La figure 5.1a représente la distribution, en 2018, d’une espèce avec un statut vulnérable qui requiert une protection sous forme d’aires protégées pour conserver ses sites rares de reproduction. Le cercle dans la figure 5.1a représente l’emplacement de l’aire protégée temporaire, pour les 30 prochaines années, ayant pour but de conserver lesdits sites de reproduction. Des suivis de l’état de l’espèce ainsi que des projections de déplacement de l’espèce sont réalisés régulièrement.

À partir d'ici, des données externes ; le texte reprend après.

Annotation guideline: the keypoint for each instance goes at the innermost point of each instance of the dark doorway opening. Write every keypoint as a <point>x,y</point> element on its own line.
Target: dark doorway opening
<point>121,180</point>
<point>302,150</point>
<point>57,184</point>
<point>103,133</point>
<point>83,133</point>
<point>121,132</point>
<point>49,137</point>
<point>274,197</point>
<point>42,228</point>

Après 20 ans d’implantation, les recherches et les suivis démontrent une tendance de déplacement de l’espèce vers le nord de la zone de répartition (figure 5.1b). Selon cette tendance, l’emplacement de l’aire protégée temporaire ne profitera plus à l’espèce et ne remplira plus ses objectifs de conservation à la date d’échéance de cette aire. Suite à cette constatation, les gestionnaires de l’aire étudient les endroits potentiels pour déplacer l’aire protégée vers un nouveau site de reproduction de l’espèce. Des ententes sont prises avec les propriétaires des terrains convoités pour le nouvel emplacement et l’aire protégée est déplacée en 2048 à son nouvel emplacement pour les 30 prochaines années. La nouvelle aire protégée est représentée par un carré à la figure 5.1 b. Par la suite, le cycle continue sachant que si l’aire de répartition de l’espèce n’a pas changé après 30 ans, il serait possible de renouveler les ententes avec les propriétaires de terrains.